All photos©Ingrid Booz Morejohn
This is a continuation of my series of postings on Western Sichuan (see Feb 4, 2009)
During the summer of 2007 (late July) we made a week long trip to Tagong via Danba, visiting the incredibly beautiful Qiang and Tibetan villages in the area before heading up over onto the Tibetan Plateau to Tagong via Hongshi (Red Stones). Large quantities of rain had recently fallen on the area leading up to Danba and both roads and bridges had washed away or been damaged by falling rocks. We rented a van in Chengdu and headed NW via Dujiangyan and Wolong and onward through the tight, deeply shaded, slightly ominous, misty valleys that make up the border area between the Chinese world and the Tibetan in western Sichuan.
This is panda, golden monkey, red panda and in the not so distant past tiger country. Lush bamboo forests and dense evergreens. The road skirts roaring rivers and small roadside habitations, hardly large enough to be called villages, many of them existing solely to maintain the road or serve food to passersby. At this time of year corn was drying from the eaves and large, meaty fuschia-coloured dahlias and brilliant nasturtiums were in profusion, giving me a hint of the maybe merry nature of the people who spent their lives here. I often marvel at the resilience of those who can exist all their days in dark, wet valleys, waiting for a ray of sunlight to pierce the gloom and lighten their hearts (or dry the wash hanging everywhere). If this were Scandinavian my mind would turn to tales of loneliness, depression and suicide, and maybe that same sad story is true here too.

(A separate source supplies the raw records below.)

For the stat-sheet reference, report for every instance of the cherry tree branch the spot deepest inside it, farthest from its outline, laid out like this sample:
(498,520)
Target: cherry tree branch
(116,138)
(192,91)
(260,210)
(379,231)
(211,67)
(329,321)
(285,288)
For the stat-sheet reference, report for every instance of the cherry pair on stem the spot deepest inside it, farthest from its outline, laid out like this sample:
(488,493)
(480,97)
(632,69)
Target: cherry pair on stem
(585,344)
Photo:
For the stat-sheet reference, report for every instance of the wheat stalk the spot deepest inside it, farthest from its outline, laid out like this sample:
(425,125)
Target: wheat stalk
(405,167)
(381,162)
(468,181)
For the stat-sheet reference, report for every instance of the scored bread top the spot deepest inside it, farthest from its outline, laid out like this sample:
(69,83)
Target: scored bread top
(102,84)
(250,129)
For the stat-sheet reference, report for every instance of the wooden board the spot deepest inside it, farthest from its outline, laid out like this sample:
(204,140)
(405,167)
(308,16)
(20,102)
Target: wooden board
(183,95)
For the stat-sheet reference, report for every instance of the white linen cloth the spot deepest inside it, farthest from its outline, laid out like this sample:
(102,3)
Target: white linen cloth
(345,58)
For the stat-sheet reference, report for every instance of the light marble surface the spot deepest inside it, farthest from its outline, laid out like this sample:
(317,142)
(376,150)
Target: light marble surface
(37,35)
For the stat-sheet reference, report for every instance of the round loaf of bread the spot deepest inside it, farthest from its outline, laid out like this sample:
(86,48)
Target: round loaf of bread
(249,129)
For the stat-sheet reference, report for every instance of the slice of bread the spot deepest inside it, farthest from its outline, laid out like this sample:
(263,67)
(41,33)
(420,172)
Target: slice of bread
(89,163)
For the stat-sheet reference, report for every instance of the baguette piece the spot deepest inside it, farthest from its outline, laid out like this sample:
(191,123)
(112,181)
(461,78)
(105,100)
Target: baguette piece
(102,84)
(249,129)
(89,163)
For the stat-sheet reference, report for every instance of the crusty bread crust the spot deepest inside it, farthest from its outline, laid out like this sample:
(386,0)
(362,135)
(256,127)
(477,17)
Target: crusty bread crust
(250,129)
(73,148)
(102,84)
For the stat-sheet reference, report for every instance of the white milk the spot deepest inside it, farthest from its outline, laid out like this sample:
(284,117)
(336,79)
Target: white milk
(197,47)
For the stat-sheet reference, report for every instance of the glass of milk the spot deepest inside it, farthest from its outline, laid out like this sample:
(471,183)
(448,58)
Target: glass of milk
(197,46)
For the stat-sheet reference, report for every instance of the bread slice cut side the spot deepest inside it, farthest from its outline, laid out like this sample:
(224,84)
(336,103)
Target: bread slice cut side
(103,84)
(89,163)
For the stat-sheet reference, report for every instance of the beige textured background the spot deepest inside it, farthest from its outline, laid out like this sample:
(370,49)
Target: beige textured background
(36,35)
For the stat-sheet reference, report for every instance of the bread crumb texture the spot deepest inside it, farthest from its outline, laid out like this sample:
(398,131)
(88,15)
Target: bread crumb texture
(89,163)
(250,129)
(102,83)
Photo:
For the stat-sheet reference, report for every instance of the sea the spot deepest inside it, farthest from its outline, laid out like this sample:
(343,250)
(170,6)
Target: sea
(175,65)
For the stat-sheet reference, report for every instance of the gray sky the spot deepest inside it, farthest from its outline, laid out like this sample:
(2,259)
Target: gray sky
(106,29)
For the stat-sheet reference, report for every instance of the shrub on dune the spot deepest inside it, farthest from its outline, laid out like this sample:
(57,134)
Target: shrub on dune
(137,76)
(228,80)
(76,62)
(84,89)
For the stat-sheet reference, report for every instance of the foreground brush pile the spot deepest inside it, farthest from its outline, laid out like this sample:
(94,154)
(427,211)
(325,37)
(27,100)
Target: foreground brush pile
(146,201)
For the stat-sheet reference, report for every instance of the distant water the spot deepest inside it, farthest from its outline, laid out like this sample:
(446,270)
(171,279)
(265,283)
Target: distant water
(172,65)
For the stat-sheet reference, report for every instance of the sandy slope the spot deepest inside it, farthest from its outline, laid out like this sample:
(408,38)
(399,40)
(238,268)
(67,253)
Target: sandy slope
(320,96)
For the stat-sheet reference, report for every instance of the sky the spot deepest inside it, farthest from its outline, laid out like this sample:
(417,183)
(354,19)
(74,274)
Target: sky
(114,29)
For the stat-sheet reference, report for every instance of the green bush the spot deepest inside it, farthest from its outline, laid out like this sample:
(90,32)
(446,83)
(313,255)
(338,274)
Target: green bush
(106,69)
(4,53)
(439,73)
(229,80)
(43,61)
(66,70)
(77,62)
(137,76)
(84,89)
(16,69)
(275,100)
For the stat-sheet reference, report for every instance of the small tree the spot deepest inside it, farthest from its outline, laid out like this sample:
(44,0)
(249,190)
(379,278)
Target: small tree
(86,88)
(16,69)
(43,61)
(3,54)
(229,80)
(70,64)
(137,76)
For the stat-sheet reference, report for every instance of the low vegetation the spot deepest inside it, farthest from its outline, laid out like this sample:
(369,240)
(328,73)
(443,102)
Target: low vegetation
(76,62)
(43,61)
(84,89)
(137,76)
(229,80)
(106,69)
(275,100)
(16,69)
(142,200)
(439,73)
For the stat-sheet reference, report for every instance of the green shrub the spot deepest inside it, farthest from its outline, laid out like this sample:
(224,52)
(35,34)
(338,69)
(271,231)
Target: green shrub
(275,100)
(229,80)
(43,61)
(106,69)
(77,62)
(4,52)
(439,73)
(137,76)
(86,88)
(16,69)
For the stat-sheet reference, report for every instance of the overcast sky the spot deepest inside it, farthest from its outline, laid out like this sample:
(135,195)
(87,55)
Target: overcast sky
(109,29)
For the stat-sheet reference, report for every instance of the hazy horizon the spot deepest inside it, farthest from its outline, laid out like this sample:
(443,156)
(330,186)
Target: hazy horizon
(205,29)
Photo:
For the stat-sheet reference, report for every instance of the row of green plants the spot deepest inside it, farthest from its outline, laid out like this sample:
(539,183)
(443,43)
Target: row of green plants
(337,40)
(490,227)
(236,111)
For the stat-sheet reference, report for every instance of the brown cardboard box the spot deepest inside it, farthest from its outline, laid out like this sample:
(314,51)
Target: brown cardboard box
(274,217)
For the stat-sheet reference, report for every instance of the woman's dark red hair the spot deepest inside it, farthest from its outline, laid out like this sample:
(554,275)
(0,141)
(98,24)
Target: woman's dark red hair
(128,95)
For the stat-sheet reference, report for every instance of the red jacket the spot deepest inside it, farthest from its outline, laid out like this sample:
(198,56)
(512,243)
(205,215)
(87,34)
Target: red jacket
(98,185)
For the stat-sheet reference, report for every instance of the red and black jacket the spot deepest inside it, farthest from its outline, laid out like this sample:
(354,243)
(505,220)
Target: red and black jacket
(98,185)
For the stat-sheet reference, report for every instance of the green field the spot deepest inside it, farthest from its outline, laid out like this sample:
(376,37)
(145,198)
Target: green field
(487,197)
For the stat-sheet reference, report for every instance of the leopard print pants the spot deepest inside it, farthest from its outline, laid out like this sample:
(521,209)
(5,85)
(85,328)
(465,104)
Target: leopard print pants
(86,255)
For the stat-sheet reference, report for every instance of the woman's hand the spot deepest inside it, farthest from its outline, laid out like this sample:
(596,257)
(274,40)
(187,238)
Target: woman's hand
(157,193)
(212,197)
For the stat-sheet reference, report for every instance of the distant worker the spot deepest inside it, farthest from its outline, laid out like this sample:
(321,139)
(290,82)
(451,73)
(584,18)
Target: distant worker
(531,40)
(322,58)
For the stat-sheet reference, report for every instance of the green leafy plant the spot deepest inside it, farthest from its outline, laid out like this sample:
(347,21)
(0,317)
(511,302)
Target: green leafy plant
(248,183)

The road over the Balangshan was horrendously bumpy, full of potholes and slithery, gooey mud. We made it over the pass (4523 m) at sunset just in time to catch the last rays of daylight illuminate the Four Sisters Mountain (Siguniangshan, 6250 m) before it was sucked into the night. Beneath us we could see the valley of Rilongguan. After about 14 hours of almost straight driving we pulled into the town of Danba: five adults (including the driver) and two children tumbled out with sore joints and headaches. We had hoped to make it all the way to Jiaju but the driver was exhausted, it was pitch black outside and simply too dangerous to continue. A clean, little guesthouse near the big bridge swallowed us up for the night, all of us falling asleep to the sounds of the roaring river below. The next day we awoke to glorious sunshine and entered the magical world of Danba, a microcosm of sun, flowers, stone houses, high skies and singing villages.